I have never used Diafine but would think XTOL would be a good choice.

 
Diafine will work work, very fine grain and low contrast, maintains shadow detail, pushing in XTOL, D76, Clayton F76+ you will lose all your shadow detail with a 2 stop push. Down side to Diafine is that it can look somewhat mushy, the very fine grain means low edge sharpness. HP5 should push 2 stops in Diafine but you need to check the package to see what the recommended ISO is.
 
Anchell and Troop recommend Ilford DD-X for pushing MORE than two stops. Since. you are pushing two stops Xtol may work okay.
 
Ideally I'm looking for a 2-stop push, but I might be able to get away with less.

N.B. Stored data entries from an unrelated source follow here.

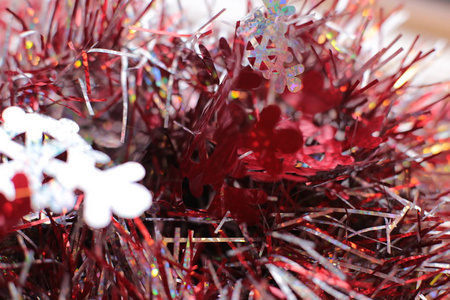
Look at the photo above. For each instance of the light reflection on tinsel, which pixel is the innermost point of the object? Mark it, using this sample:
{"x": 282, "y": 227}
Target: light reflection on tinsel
{"x": 334, "y": 220}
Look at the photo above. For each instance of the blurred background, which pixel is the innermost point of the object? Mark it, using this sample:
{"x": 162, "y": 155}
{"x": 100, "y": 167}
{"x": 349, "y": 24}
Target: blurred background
{"x": 428, "y": 18}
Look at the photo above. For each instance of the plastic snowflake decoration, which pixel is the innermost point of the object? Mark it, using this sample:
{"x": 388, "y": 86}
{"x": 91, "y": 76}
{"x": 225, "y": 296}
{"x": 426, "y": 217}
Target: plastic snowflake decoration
{"x": 34, "y": 145}
{"x": 269, "y": 47}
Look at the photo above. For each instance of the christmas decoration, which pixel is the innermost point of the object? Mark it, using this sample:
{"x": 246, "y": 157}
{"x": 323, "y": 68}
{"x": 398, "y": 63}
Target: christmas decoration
{"x": 145, "y": 158}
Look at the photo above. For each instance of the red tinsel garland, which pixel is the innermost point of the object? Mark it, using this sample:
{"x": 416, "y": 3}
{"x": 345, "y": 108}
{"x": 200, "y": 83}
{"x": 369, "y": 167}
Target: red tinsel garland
{"x": 286, "y": 161}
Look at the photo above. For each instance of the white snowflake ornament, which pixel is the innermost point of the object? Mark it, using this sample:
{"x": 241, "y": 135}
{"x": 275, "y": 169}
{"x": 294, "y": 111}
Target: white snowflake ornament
{"x": 30, "y": 143}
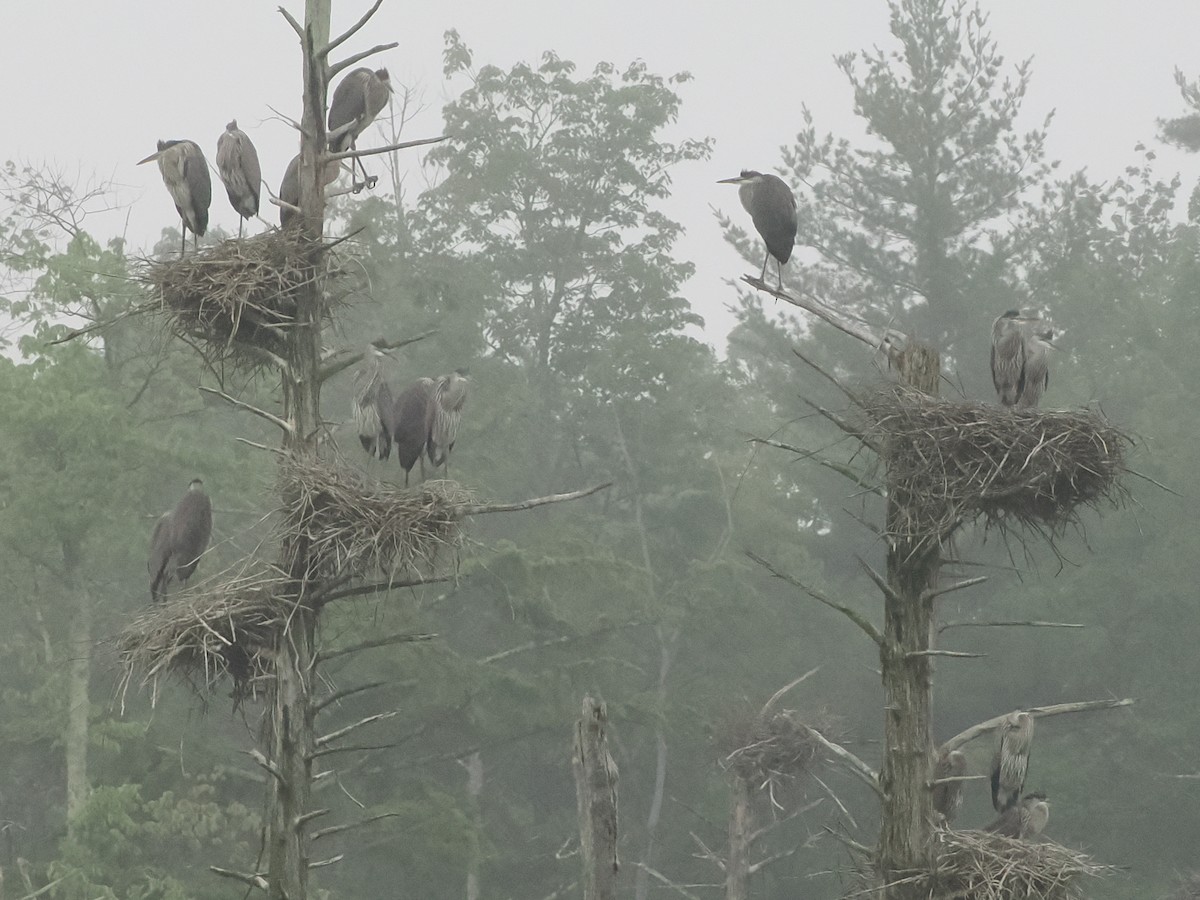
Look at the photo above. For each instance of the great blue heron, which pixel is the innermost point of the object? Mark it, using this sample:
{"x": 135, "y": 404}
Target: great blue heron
{"x": 358, "y": 100}
{"x": 772, "y": 205}
{"x": 373, "y": 405}
{"x": 240, "y": 172}
{"x": 1023, "y": 820}
{"x": 444, "y": 414}
{"x": 289, "y": 189}
{"x": 186, "y": 174}
{"x": 179, "y": 539}
{"x": 1012, "y": 760}
{"x": 1037, "y": 366}
{"x": 948, "y": 795}
{"x": 411, "y": 430}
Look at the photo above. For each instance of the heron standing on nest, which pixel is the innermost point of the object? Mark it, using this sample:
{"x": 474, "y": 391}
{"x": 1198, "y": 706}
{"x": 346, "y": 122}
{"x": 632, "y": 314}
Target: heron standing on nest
{"x": 185, "y": 172}
{"x": 179, "y": 540}
{"x": 1012, "y": 760}
{"x": 373, "y": 406}
{"x": 358, "y": 100}
{"x": 772, "y": 205}
{"x": 240, "y": 172}
{"x": 443, "y": 417}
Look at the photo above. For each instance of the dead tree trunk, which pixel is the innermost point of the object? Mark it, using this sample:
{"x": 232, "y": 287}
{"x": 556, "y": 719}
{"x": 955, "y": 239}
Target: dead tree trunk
{"x": 912, "y": 568}
{"x": 595, "y": 793}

I'd try shooting at around 640-800, and selectively shoot what happens to be in good/decent light. After all:
I am not the wedding photographer, just a photographer at the wedding

this means you can cherry pick!
 
I'd try shooting at around 640-800, and selectively shoot what happens to be in good/decent light.

agreed.
also, shoot some shots with slow shutter speeds.
some of them will be blurry, but some will be ok, and I'd rather have a slightly soft, but well exposed image over all of them being sharp, but dark and murky (specially at a wedding).
 
Personally, if I was not the wedding photographer, I wouldn't sweat it. Let it go grainy, it might have a moodiness and immediacy that could make the photos more interesting.
 
Take lots of photos of the small details, that tend to stay still while you photograph them.
Find a location with semi-decent light, and convince people to come to you for informal/casual portraits.
Encourage everyone to celebrate, and "snap" photos of that!
Don't sweat documentation. Enjoy the shared experience.